And another one bites the dust! This week, I got to check off #96 from my list— I attended a book talk given by Junot Diaz (author of Drown, The Brief Wondrous Life of Oscar Wao and This is How You Lose Her) at UMBC. I should double-check this off the list because it was so full of awesomeness.
My department head, friend, and fellow AP teacher, Tonya, had (because she’s a superstar teacher) organized the trip for both of our AP classes two weeks ago, just as the eye of Hurricane Sandy was making it’s way towards the Eastern Seaboard. It goes without saying that the event was cancelled, even though I had students emailing me, hoping it was still on, even after school closed for Monday on the Sunday before at noon.
Thankfully, Diaz was rescheduled (on the day that the nor’easter hit the East Coast… can a sister get a break?), and Tonya, Shannon, and I carted 9 very dedicated students out to the UMBC campus.
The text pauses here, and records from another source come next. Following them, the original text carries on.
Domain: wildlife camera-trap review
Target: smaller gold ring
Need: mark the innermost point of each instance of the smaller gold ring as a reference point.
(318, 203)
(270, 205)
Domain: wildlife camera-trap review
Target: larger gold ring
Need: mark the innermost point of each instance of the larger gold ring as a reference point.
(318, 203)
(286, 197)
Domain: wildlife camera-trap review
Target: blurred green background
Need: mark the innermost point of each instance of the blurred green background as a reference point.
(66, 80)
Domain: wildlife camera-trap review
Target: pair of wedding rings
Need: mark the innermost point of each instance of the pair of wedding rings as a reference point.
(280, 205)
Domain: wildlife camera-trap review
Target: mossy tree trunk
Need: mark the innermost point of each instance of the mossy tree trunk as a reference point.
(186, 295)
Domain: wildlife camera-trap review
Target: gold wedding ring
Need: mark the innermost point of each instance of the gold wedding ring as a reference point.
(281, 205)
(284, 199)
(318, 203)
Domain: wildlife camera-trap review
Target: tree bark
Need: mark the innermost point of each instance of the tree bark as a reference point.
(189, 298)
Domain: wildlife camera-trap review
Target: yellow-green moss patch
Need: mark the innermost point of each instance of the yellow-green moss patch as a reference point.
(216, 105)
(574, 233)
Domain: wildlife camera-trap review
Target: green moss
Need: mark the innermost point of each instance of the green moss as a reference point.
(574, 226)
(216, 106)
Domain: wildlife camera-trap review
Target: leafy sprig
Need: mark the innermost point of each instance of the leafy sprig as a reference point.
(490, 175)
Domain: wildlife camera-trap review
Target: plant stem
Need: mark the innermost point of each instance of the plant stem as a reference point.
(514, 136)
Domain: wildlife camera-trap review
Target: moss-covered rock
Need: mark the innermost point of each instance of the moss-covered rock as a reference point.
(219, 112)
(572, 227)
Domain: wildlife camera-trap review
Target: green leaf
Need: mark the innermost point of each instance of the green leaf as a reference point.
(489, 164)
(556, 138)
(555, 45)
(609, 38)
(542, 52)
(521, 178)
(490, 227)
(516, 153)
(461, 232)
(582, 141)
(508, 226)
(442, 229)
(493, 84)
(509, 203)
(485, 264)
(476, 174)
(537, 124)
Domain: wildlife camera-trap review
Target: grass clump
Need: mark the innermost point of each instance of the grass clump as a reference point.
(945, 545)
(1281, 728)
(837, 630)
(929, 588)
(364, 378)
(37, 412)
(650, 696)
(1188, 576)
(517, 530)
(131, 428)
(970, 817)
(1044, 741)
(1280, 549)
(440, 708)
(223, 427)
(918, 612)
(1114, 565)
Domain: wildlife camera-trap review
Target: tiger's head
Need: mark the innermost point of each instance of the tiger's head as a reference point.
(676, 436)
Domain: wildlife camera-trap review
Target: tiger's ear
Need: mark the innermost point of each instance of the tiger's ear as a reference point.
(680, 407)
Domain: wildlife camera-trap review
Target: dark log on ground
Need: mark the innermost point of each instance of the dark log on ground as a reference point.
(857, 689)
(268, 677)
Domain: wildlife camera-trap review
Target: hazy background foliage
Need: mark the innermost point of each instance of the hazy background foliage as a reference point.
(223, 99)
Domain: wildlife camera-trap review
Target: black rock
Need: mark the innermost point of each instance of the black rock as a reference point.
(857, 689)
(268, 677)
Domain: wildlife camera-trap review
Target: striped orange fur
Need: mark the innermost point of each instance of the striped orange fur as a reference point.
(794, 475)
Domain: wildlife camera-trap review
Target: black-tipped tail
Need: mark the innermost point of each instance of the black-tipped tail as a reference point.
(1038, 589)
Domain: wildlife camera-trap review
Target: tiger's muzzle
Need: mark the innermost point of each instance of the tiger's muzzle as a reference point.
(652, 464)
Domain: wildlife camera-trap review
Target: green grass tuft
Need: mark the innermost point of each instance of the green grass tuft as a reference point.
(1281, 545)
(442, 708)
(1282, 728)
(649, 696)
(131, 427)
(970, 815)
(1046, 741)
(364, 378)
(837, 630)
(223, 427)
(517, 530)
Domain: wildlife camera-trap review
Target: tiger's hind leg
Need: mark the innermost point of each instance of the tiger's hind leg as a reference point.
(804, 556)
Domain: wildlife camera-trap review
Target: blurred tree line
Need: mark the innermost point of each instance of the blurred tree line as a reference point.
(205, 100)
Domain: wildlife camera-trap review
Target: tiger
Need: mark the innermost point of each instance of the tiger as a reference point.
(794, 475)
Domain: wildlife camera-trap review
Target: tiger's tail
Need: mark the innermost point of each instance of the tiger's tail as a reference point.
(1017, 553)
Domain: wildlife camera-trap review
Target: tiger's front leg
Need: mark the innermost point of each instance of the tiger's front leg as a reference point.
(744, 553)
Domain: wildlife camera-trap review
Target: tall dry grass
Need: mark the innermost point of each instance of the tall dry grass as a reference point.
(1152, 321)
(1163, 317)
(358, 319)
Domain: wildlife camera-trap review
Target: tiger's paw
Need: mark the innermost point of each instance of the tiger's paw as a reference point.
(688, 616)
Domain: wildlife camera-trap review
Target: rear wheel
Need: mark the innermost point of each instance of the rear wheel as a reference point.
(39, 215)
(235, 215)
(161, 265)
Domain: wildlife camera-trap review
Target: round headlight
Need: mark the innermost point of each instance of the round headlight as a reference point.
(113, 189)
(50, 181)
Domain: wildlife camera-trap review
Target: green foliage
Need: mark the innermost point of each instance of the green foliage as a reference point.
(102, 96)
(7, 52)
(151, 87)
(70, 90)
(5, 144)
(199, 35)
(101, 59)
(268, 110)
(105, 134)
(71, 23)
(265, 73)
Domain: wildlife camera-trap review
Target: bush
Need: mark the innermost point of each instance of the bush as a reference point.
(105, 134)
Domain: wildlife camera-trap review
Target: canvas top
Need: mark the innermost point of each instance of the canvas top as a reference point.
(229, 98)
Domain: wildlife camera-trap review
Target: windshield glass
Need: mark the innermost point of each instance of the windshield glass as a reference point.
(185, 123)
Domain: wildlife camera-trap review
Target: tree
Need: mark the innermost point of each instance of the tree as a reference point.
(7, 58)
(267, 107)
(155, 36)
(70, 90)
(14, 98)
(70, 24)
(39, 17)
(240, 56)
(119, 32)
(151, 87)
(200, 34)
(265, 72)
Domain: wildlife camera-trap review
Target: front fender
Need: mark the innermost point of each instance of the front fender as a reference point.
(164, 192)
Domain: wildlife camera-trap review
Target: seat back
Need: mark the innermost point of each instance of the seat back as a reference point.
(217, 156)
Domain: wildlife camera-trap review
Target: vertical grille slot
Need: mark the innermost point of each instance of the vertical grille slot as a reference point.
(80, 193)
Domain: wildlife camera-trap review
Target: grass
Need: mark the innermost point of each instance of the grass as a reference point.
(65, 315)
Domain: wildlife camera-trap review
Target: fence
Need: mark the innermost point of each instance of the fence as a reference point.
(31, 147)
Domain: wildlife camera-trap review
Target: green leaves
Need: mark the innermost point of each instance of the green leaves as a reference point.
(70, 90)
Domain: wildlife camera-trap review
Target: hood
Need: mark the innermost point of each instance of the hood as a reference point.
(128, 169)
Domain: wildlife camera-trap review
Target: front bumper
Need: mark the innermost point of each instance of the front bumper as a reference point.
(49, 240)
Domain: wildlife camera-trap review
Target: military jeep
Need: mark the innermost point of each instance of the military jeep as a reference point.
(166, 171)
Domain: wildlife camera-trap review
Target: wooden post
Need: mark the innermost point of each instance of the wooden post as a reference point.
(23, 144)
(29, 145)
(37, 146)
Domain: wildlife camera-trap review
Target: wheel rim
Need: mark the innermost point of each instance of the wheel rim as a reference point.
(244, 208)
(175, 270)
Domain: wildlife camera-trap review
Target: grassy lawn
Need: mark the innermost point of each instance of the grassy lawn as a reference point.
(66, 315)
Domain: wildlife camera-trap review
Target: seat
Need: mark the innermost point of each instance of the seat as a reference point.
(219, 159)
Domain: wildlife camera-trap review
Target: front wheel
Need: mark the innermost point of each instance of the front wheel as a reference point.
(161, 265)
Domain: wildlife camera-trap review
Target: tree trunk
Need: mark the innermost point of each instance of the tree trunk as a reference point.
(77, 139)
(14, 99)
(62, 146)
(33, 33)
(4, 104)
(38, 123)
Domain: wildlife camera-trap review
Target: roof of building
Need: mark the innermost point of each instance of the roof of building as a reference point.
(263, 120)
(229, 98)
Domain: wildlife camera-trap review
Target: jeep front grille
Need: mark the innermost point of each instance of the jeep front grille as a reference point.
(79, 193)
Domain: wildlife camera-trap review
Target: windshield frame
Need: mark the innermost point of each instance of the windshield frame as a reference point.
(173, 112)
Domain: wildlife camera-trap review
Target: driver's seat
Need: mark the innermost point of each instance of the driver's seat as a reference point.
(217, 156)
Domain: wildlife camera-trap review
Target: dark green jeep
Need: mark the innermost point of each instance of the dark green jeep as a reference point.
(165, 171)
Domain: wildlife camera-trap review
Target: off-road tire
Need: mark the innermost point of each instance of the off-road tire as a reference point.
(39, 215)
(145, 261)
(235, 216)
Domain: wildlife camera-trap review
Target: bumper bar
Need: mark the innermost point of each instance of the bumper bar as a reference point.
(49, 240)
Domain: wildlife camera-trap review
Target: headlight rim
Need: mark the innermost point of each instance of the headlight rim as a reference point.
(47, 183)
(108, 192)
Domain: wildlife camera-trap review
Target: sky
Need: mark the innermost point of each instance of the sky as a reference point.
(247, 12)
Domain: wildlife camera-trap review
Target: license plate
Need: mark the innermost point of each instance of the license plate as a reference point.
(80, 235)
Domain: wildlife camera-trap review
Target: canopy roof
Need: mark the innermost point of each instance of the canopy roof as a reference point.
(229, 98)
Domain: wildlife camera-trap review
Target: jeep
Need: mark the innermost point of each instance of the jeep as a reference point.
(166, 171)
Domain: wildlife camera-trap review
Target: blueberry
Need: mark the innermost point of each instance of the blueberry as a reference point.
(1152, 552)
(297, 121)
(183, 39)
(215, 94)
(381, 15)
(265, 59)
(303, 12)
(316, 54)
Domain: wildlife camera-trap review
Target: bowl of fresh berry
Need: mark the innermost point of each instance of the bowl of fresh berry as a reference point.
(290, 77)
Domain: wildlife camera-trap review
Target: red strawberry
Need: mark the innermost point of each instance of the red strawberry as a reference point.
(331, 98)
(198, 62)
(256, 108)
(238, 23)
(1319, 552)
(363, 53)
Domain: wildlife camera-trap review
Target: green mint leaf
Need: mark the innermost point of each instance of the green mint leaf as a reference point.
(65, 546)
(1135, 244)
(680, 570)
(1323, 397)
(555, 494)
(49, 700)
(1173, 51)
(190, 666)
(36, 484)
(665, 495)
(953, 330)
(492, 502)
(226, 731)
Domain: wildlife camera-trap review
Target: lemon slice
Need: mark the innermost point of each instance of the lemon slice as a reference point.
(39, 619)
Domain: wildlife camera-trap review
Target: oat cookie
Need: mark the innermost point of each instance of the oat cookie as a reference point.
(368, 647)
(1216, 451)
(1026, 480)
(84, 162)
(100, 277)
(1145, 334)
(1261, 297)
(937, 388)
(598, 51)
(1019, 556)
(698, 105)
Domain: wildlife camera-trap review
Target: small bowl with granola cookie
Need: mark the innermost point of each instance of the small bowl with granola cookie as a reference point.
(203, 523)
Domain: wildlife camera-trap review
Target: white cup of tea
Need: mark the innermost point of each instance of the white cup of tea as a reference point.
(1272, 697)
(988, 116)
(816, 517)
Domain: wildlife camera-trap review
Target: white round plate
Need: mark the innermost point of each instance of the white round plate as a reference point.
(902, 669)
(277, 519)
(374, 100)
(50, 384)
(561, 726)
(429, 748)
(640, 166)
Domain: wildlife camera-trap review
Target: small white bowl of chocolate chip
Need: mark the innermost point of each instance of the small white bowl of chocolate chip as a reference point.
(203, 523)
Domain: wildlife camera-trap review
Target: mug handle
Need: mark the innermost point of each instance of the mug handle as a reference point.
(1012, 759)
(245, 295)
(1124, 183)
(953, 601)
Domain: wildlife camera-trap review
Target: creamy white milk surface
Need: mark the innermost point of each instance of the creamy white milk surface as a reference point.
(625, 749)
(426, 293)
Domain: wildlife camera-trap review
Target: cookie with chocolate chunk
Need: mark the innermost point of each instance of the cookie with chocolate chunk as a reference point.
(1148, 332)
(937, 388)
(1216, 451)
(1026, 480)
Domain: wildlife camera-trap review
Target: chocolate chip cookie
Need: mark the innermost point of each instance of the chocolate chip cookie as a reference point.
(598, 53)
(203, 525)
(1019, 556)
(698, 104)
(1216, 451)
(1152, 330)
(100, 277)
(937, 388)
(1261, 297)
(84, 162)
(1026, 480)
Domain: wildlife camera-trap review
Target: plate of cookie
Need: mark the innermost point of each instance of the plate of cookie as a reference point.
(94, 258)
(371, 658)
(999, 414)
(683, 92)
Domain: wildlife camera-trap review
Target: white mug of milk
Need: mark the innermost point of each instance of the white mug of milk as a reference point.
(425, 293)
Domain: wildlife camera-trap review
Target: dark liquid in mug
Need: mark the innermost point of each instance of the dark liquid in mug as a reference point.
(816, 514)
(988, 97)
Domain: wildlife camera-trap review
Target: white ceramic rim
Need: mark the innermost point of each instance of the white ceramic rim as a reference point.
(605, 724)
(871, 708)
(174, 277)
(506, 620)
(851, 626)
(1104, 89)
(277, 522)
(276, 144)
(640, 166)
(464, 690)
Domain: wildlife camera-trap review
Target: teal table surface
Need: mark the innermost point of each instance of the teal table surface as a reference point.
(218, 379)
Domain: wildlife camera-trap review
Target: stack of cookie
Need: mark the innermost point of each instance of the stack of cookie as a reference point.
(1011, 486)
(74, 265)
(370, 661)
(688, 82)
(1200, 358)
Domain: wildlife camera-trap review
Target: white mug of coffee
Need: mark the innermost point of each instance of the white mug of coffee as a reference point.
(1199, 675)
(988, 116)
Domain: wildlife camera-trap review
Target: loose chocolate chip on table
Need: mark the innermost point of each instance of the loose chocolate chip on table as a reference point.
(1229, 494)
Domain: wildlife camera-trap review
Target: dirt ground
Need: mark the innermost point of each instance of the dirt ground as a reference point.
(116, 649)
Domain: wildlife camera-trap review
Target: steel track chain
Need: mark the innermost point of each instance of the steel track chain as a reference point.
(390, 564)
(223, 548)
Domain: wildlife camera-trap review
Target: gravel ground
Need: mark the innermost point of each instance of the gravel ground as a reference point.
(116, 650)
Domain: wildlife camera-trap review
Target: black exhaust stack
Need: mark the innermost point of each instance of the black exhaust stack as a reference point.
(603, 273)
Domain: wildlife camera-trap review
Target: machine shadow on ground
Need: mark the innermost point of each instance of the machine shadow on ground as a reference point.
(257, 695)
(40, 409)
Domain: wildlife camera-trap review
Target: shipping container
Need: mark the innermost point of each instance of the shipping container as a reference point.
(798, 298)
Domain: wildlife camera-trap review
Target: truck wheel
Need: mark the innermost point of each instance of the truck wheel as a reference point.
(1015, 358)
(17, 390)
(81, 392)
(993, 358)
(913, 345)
I love taking students places. I love seeing them transform from teens into young adults the moment they leave the building. I love seeing their faces light up when they experience new things. And, while I really dislike living and working in a city, I really love that we have so many opportunities to introduce our kids to.
We arrived at UMBC a little early, so we took the kids on a quick walking tour of the campus, ending up at the student union building where every child wanted to order at the Starbucks.
I never, ever drink coffee. John does, though, and last year he got me to try a Pumpkin Spice Latte and a Caramel Something Or Other. But, I was not to be left out, so I ended up ordering a PSL (I’m so cool using Starbucks’ slang!) and (believe it or not) drinking the whole thing. Not before, of course, snapping a few pictures to prove it to John, much to the amusement of my students (“Ms. G, whatare you doing?”)
Diaz ended up getting there a little late– complications from the snowstorm– but when he finally did begin speaking, he was excellent. He was different from what my students had imagined, I think. He’s curses, uses slang and humor, and is not at all what you’d expect of an MIT professor and Pulitzer Prize winner. While he talked about political economy, sexism, racism, and the hegemony of language, the kids stayed right with him because he made it so darn palatable. (Even though, I wish he would have cut back on the, “Profanity is the language of the masses, so don’t let anyone shackle your tongue” speech. I could feel every one of my students turn towards me and think simultaneously, “That’s the last time you tell me to stop swearing in class, Ms. G.” )
Best thing? Our principal bought the attending students copies of Oscar Wao, and yesterday, during some down time in class, I saw one of my boys cracking it open and soaking it up. That’s what it’s all about.